Services are created immediately, so the database can be immediately accessed
$ mysql -u root -p -h 172.16.230.131 Enter password: Welcome to the MariaDB monitor. Commands end with ; or \g. Your MySQL connection id is 6 Server version: 5.6.22-72.0-56 Percona XtraDB Cluster (GPL), Release rel72.0, Revision 978, WSREP version 25.8, wsrep_25.8.r4150 Copyright (c) 2000, 2015, Oracle, MariaDB Corporation Ab and others. Type 'help;' or '\h' for help. Type '\c' to clear the current input statement. MySQL [(none)]> show status like 'wsrep_inc%' -> ; +--------------------------+----------------------------------------------------+ | Variable_name | Value | +--------------------------+----------------------------------------------------+ | wsrep_incoming_addresses | 10.244.78.2:3306,10.244.11.2:3306,10.244.75.2:3306 | +--------------------------+----------------------------------------------------+ 1 row in set (0.01 sec)

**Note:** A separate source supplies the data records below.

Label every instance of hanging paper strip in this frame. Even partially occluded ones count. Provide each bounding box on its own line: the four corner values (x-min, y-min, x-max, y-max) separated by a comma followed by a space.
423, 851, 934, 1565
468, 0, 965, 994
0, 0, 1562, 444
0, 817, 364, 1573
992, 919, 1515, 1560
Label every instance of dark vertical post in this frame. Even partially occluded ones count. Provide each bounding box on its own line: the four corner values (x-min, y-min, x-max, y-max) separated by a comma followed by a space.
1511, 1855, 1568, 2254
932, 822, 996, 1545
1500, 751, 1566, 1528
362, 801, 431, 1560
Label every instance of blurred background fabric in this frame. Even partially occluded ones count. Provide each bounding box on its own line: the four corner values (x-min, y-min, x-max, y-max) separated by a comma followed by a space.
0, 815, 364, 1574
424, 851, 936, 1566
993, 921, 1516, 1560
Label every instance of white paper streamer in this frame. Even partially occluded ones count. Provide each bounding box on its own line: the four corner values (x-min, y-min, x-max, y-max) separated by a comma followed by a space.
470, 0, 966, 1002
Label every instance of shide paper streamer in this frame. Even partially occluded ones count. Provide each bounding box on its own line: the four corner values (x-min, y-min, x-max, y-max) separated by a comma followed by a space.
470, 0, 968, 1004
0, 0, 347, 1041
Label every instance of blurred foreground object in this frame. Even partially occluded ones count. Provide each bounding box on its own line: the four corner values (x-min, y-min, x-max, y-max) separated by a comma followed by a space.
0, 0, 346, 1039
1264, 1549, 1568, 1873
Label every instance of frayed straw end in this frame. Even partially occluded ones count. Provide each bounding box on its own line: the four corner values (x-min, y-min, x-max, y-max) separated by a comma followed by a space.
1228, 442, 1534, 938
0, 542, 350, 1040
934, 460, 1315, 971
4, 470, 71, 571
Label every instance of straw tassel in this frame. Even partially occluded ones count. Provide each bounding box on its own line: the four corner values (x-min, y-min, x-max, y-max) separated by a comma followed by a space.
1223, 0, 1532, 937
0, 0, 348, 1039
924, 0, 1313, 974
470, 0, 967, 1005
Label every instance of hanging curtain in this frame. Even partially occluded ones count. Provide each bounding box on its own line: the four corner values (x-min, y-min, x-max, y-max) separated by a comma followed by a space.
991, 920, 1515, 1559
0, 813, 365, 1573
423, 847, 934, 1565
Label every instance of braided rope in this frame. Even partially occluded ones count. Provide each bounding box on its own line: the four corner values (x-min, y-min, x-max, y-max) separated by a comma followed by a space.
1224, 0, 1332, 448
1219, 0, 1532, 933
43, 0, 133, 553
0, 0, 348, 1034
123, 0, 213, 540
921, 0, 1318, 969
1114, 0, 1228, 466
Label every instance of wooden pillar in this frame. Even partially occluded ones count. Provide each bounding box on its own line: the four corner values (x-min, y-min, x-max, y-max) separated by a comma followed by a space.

This output shows that all three Galera nodes are up and running!
With this proof of concept, there is much more to do. Most of all, it would be good to use replication controllers instead of simple pods to create the three galera single-container pods. That way, there is a means of ensuring that all pods will continue to run. It would also be good to demonstrate this proof-of-concept's value by launching an application that uses this Galera cluster. At least at this point, there is something very useful to start with!
Special thanks to -- Kelsey Hightower, Tim Hockin, Daniel Smith and others in #google-containers for their patience and excellent help!